Abstract :
Density and accuracy of network entity landmarks are an important foundation of IP geolocation. For the existing problems of the limited quantity and low reliability of landmarks mined by current landmark mining methods, an algorithm of city-level landmark mining based on Internet forum is proposed in this paper. Firstly, the basic principle of Web-Based landmark mining methods and their existing flaws are analyzed, and then according to existing a huge amount of individual IP addresses in the Internet forums, a technical framework of network entity landmark mining based on the Internet forum is given, Next, the Internet forum selection strategy, IP addresses extraction, IP addresses screening and other major processing steps are described respectively for two major parts of the framework, including landmark extraction algorithm and landmark evaluation algorithm. The classic GeoTrack, a network entity geolocation algorithm, is improved and used for evaluating the candidate landmarks.
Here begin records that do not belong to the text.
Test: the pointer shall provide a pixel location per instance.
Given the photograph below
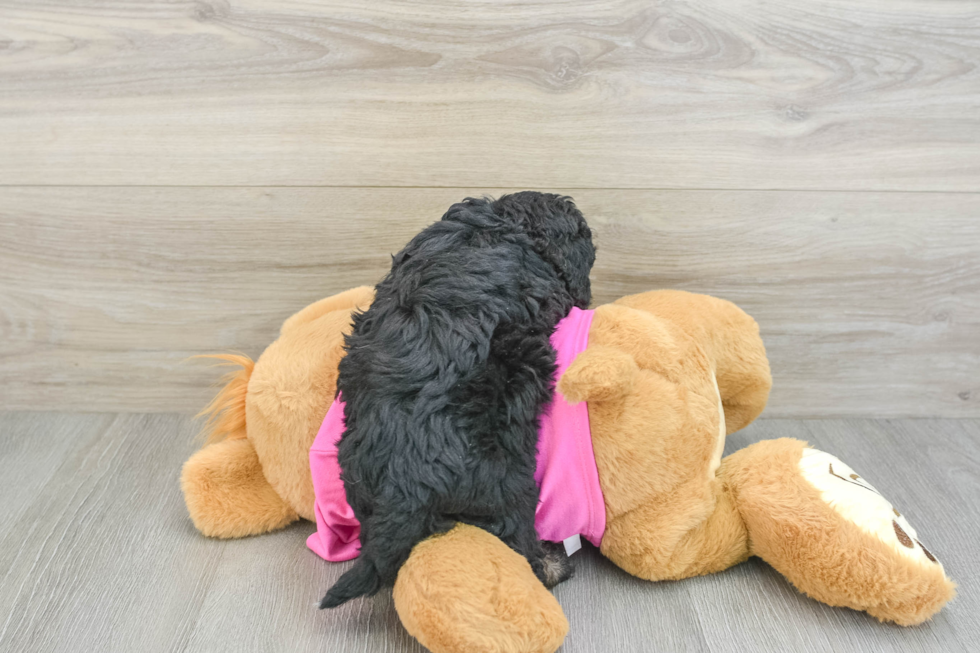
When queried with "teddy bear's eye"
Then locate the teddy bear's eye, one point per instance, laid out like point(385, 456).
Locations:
point(902, 536)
Finally, the feasibility of our framework and algorithm are studied from 2 aspects: forum selection strategy, and Forum-Based landmark mining algorithm. Experimental results based on 27 Internet forums of 3 types forums in 3 cities show that compared with the classic Web-Based landmark mining methods, the proposed algorithm can not only mine huge amounts of city-level landmarks, but also improve the city-level network entity geolocation accuracy obviously.
Keywords :
"IP networks","Geology","Web servers","Reliability","Data mining","HTML"